Dans son avis du 24 mai, le Haut Conseil de la santé publique (HCSP) fait un état des lieux des traitements disponibles contre la variole du singe (monkeypox) et émet ses recommandations. La Haute Autorité de santé (HAS) avait, elle, émis des recommandations sur les vaccins antivarioliques.

Les antiviraux sont à favoriser. En première intention, le HCSP recommande le tecovirimat, qui inhibe l’activité de la protéine VP37, présente à la surface des orthopoxvirus dont le virus monkeypox. Il dispose d’une autorisation de mise sur le marché (AMM) européenne dans des circonstances exceptionnelles depuis janvier 2022 dans le traitement des infections virales contre la variole (smallpox), la variole du singe (monkeypox), la vaccine (virus cowpox) chez les adultes et les enfants pesant au moins 13 kg. A ce jour, il n’existe pas de données d’efficacité chez l’homme dans les orthopoxviroses, en dehors de quelques observations isolées de variole. En effet, la variole du singe et la variole bovine étant éradiquées ou survenant de manière sporadique dans l’UE, il n’a pas été possible de réaliser des études en vue d’évaluer l’efficacité du tecovirimat chez des personnes infectées. L’efficacité du tecovirimat a donc été évaluée sur la base d’études menées chez des animaux. Il est également indiqué dans le traitement des complications dues à la réplication du virus de la vaccine après la vaccination antivariolique (effets indésirables rares des vaccins de première et deuxième générations contre la variole). Cette molécule n’est pas disponible à l’officine.

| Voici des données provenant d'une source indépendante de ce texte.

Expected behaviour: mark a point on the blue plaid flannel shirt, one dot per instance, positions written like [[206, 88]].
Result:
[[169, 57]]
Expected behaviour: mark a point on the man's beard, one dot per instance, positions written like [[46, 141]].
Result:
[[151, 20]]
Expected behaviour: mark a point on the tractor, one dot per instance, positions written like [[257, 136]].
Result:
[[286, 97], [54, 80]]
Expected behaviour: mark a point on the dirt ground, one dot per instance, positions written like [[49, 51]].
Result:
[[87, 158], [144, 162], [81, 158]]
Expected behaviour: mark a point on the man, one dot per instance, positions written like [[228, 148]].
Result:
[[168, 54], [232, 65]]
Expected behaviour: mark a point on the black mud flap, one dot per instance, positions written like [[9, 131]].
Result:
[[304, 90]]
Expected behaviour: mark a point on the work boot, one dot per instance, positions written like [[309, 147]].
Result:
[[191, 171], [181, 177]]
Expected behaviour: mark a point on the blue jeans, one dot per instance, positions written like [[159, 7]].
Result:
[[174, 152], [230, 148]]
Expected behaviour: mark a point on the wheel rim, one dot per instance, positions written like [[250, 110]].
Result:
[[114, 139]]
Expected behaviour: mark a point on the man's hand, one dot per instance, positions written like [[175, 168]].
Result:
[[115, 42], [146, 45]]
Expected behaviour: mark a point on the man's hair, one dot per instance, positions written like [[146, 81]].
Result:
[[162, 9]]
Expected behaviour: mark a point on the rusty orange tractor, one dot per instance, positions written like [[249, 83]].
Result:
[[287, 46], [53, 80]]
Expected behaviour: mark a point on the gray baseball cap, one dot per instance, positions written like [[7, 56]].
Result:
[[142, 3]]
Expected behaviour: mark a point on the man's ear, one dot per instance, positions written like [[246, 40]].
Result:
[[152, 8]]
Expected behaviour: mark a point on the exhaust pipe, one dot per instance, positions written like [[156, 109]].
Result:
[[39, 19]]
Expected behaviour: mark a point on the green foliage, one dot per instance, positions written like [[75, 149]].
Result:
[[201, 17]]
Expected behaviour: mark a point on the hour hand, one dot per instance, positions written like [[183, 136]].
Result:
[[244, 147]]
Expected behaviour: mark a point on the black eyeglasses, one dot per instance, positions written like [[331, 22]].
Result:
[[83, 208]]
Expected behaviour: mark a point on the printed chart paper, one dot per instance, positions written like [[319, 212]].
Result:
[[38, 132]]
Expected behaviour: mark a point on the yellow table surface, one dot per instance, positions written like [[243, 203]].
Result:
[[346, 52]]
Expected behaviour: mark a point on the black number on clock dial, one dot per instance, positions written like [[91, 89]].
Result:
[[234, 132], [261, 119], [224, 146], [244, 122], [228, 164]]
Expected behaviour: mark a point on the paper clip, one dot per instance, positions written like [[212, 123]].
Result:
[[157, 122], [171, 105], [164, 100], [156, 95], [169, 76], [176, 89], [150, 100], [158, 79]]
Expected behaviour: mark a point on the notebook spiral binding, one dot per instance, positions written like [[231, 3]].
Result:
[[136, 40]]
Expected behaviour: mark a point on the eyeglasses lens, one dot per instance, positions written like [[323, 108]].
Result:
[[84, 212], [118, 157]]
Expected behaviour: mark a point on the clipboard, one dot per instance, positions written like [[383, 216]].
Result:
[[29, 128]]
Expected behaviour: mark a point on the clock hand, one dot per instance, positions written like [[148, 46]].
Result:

Le traitement doit être administré le plus tôt possible après le diagnostic, pendant 14 jours. Le tecovirimat est disponible sous forme de gélules dosées à 200 mg à administrer par voie orale La posologie, en deux prises quotidiennes recommandée chez l’adulte et l’enfant varie en fonction du poids : 200 mg/12 h pour les patients de 13 kg à moins de 25 kg ; 400 mg/12 h pour les patients de 25 kg à moins de 40 kg ; 600 mg/12 h pour les patients de 40 kg et plus. Le tecovirimat n’est pas recommandé pendant la grossesse en l’absence de données disponibles.

Les effets indésirables les plus couramment observés sont les maux de tête (qui peuvent toucher plus d’une personne sur 10) et les nausées (jusqu’à une personne sur 10).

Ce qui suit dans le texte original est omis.